Our clients want us to hold onto the card information but not act on it. A month later or so, if the customer doesn't hold up their end, they use the card details to charge the card by entering the information into your standard retail card machine. Now for our clients to become PCI compliant, we, who are storing the credit card information, need to do so in a PCI compliant fashion. As far as I know our options are:

  1. become PCI compliant ourselves
  2. get our clients to switch from us as the data-store service to a new service

With either:
2.1: the new service being a paypal or similar, where they would have to authorize and delayed capture the funds (at a significant additional cost to them per month)
2.2: the new service being a remote data store only as described above (at a small additional cost to them per month)

Any insights welcome, thanks.

Was it helpful?

Solution

I believe that the agreement governing those retail card machines is very specific about how the data may be stored. I'm pretty sure that your customer would be violating their agreement for that machine use if they did what you describe.

If you're not actually processing transactions yourself, I don't know that YOU need to be PCI complaint. It's a voluntary industry standard, not the law.

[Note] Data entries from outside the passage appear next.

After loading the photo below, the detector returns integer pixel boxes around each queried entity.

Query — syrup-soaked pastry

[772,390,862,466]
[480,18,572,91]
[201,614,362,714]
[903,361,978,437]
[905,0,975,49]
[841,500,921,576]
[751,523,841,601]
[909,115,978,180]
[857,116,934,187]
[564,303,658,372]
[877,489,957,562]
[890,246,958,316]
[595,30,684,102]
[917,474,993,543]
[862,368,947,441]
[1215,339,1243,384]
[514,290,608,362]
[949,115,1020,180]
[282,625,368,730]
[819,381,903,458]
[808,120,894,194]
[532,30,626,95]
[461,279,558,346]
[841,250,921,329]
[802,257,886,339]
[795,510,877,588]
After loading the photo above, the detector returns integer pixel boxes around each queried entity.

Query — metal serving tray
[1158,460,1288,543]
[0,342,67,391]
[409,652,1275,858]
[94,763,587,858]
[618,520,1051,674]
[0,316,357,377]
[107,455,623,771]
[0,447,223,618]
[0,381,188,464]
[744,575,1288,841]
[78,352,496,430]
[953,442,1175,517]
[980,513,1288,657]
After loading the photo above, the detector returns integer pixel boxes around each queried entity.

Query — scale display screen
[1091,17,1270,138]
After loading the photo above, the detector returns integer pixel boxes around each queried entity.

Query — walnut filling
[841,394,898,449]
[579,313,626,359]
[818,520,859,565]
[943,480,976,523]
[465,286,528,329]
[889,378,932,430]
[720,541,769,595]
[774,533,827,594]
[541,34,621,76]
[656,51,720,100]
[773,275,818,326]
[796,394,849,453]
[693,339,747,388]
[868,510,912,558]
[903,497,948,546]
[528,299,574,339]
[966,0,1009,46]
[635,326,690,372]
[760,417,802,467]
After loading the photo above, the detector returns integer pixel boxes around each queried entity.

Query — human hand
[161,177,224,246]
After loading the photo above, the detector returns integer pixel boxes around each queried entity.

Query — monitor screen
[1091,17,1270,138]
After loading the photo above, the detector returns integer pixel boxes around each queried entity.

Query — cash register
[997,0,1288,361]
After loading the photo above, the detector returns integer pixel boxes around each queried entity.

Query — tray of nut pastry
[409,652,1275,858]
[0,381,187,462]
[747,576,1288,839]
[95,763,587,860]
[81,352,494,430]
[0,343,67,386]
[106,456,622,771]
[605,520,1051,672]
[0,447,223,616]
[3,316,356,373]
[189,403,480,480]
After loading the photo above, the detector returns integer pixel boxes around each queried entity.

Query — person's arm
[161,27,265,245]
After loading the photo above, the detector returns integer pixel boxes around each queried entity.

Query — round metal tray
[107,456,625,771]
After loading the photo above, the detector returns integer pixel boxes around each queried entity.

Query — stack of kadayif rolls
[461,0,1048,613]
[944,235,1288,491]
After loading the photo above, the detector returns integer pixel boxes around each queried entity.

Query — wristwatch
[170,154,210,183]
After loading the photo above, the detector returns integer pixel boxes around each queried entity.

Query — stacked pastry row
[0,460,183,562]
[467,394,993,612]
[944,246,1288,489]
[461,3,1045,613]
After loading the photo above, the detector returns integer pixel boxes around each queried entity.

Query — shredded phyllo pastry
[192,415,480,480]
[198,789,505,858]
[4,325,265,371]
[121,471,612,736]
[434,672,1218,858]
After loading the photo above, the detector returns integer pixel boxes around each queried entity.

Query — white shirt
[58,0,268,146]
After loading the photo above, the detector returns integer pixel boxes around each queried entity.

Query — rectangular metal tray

Of course, if you don't follow it, you're not allowed to be involved in the long-term storage of customer details if you want to do business with the payment card industry...

Ask for a copy of your customer's terminal agreement. I am sure it says very specific things about the electronic storage of customer information.

This is really a bad idea. The liabilities involved are enormous (millions of dollars when you have a small scale breach, typically). PCI compliance is going to cost you a minimum of $50k, probably a lot more, especially if you don't already have a team which has built compliant systems before.

You need to find an existing processor that provides the remote datastore for your customer. The providers I've worked with in the past have included MyBillingTree.com and Profitstars. The latter is a larger scale, more professional outfit, but they're still reselling someone else's api. Any major enterprise payment solutions player should have this capability. Don't go with PayPal, they are generally overpriced and of limited flexibility. Unless your volumes are ludicrously low, either of these companies will quote you a competitive rate, probably significantly better than the swipe-terminal your client already has.

You don't necessarily have to do an authorization and delayed capture. With the profitstars API, you can run a pre-auth, get back a stored token representing the customer information set, and (provided you have proper customer authorization), use that to run transactions for arbitrary amounts at a later date.

OTHER TIPS

Fast forward to 2014. Spreedly is a service that stores cards and handles pci compliance for you. You get a token which you can use later to refer to the card. They don't process payments directly, you use their api to process payments against various 3rd party gateways.